QUÉBEC — Le ministre des Affaires intergouvernementales canadiennes Jean-Marc Fournier a déclaré qu’Ottawa nuirait aux intérêts d’Hydro-Québec en augmentant son aide financière au projet de Muskrat Falls, au Labrador.

Le gouvernement fédéral a confirmé mardi avoir reçu une demande du gouvernement de Terre-Neuve-et-Labrador afin d’étendre une garantie de prêt accordée précédemment au projet de construction, dont les coûts ont augmenté.

En 2013, le gouvernement québécois avait déjà dénoncé la décision d’Ottawa d’offrir une somme de 6,3 milliards $ pour améliorer la capacité d’emprunt de la société Nalcor, responsable du projet hydroélectrique.

Les coûts de construction de la centrale hydroélectrique, estimés au départ à 7,4 milliards $, sont passés à plus de 11 milliards $.

Mercredi, à l’Assemblée nationale, M. Fournier a affirmé que toute hausse du soutien financier d’Ottawa contribuerait à accroître la concurrence déloyale envers Hydro-Québec, qui n’a reçu aucune aide fédérale pour ses infrastructures.

Le projet de Muskrat Falls, une initiative de la société d’État terre-neuvienne Nalcor Energy et de l’entreprise néo-écossaise Emera, prévoit la construction d’une centrale ainsi que de lignes de transport qui permettront d’acheminer la production électrique jusqu’en Nouvelle-Écosse.

Dans un point de presse, avant la période des questions, M. Fournier a répété que Québec demeurera opposé.

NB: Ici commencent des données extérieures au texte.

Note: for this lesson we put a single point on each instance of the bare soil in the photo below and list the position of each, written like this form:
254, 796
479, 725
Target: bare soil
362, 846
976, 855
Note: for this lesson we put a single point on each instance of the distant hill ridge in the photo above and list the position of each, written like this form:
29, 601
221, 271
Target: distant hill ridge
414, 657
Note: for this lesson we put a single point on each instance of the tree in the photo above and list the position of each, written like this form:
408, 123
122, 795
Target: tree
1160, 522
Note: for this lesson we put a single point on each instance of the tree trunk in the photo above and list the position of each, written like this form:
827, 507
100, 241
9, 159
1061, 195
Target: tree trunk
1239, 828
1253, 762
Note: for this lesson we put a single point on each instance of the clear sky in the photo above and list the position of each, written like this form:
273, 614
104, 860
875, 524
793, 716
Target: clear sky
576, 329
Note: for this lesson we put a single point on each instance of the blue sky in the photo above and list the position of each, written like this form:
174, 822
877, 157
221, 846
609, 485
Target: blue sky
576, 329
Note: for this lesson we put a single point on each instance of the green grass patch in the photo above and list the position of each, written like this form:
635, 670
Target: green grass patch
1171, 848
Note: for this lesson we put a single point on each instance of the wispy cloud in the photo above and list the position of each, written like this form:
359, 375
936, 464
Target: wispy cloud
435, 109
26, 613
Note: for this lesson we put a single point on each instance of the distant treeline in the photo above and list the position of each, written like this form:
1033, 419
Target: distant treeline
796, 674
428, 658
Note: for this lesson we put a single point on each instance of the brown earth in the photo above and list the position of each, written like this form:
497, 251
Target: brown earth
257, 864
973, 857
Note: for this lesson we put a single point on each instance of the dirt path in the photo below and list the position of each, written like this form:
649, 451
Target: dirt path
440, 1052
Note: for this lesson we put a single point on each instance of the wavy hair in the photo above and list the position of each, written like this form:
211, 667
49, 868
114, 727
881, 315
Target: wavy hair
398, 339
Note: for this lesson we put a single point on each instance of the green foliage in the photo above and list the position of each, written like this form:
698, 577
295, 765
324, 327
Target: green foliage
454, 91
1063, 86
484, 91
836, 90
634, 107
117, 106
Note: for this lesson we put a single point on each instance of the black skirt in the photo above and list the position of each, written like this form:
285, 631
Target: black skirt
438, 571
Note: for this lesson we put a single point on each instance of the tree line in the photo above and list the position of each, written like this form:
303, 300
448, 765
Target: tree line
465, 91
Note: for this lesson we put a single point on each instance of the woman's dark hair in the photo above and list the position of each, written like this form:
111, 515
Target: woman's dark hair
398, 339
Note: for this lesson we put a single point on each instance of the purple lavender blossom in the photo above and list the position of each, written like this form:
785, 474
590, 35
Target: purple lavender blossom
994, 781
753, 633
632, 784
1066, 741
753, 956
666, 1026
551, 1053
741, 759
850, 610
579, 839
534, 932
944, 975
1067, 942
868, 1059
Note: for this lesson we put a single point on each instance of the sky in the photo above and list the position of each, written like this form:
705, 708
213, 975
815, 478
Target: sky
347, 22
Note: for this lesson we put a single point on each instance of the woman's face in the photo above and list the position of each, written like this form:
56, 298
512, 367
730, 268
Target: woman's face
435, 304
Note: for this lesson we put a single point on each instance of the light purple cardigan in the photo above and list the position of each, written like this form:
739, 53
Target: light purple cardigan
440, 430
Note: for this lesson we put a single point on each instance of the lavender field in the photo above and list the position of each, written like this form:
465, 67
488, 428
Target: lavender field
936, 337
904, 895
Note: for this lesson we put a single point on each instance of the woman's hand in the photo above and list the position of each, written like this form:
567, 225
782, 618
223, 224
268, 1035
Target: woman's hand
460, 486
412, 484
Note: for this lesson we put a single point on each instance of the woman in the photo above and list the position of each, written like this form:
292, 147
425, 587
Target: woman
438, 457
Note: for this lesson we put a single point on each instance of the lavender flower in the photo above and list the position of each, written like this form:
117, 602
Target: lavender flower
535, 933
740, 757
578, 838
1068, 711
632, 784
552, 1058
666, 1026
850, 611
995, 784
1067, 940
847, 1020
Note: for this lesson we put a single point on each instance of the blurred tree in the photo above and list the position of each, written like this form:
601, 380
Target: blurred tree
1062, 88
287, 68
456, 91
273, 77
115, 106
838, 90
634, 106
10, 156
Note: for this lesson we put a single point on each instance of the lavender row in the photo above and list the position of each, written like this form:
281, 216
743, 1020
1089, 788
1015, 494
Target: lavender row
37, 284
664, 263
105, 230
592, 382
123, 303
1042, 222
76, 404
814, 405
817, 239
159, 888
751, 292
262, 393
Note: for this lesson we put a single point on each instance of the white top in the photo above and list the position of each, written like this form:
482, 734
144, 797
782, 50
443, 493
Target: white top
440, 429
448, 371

«On l’a déjà dit et on le répète, il ne doit pas y avoir de concurrence déloyale, a-t-il dit. Tout financement, peu importe ce qui est imaginé, doit se faire dans un contexte loyal. Nous avons au Québec financé nous-mêmes nos infrastructures.»

Nalcor est responsable de la construction du barrage et de la centrale sur le fleuve Churchill, ainsi que d’une ligne de transport jusque sur l’île de Terre-Neuve, le tout au coût de 6,2 milliards $.

Emera doit construire ensuite une ligne de transport sous-marine de 180 km, afin de relier la Nouvelle-Écosse, au coût de 1,2 milliard $.

M. Fournier a insisté mercredi sur la nécessité d’éviter toute «judiciarisation du passé» dans la relation Québec-Terre-Neuve afin de développer une approche favorable aux deux provinces.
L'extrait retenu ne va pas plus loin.